The power of Barnes’ play, and the performance at its heart, is that it forces the audience to confront the horror that eventually unfolds through the uncomprehending eyes of someone who, for all their bravado and cheeky charm, is still a child.
Daniel Cassidy skilfully brings Greg and a whole cast of other characters to life, switching voices with deceptive ease. Despite Greg’s incessant banter, he’s not all mouth. Cassidy offers up a strikingly physical performance, animating the space with a restless youthful energy. Leaping up in the air as if shimmying down a drain pipe, high tailing it from the One Stop Shop with a pile of stolen papers or collapsing carelessly into a heap on the floor. He’s all jutting elbows and flailing limbs – gangly, gauche and wide-eyed. So when he stops, stunned, in his tracks, or is forced to fold in upon himself under a crushing weight it is an arresting and affecting sight.
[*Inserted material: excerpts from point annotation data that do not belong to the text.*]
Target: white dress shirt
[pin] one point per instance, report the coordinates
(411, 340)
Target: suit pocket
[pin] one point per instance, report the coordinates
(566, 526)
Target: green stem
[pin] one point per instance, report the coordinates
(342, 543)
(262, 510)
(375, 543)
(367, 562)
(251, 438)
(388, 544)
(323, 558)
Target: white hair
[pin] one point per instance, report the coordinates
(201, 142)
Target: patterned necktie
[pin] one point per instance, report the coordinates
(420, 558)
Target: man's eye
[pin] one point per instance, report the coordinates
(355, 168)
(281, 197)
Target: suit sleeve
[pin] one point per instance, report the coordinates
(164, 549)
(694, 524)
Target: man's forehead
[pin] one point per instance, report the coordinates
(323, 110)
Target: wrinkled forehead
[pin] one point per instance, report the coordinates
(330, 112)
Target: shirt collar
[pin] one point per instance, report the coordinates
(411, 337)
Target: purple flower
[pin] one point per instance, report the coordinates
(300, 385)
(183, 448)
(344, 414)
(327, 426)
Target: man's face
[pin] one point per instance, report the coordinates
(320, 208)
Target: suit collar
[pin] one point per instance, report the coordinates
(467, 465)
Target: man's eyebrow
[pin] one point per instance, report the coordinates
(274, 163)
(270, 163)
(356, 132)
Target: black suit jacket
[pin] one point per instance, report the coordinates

That visual story-telling is matched by real emotional depth. Sensitively directed by Chantell Walker, there’s nothing mawkish about it. Lean, focused and increasingly tense, the production is determined to do justice to the events being depicted. Daniel Cassidy’s powerful solo performance journeys from loveable foolishness and youthful vulnerability, towards somewhere raw and painful, to a place where “nothing seems the same anymore”.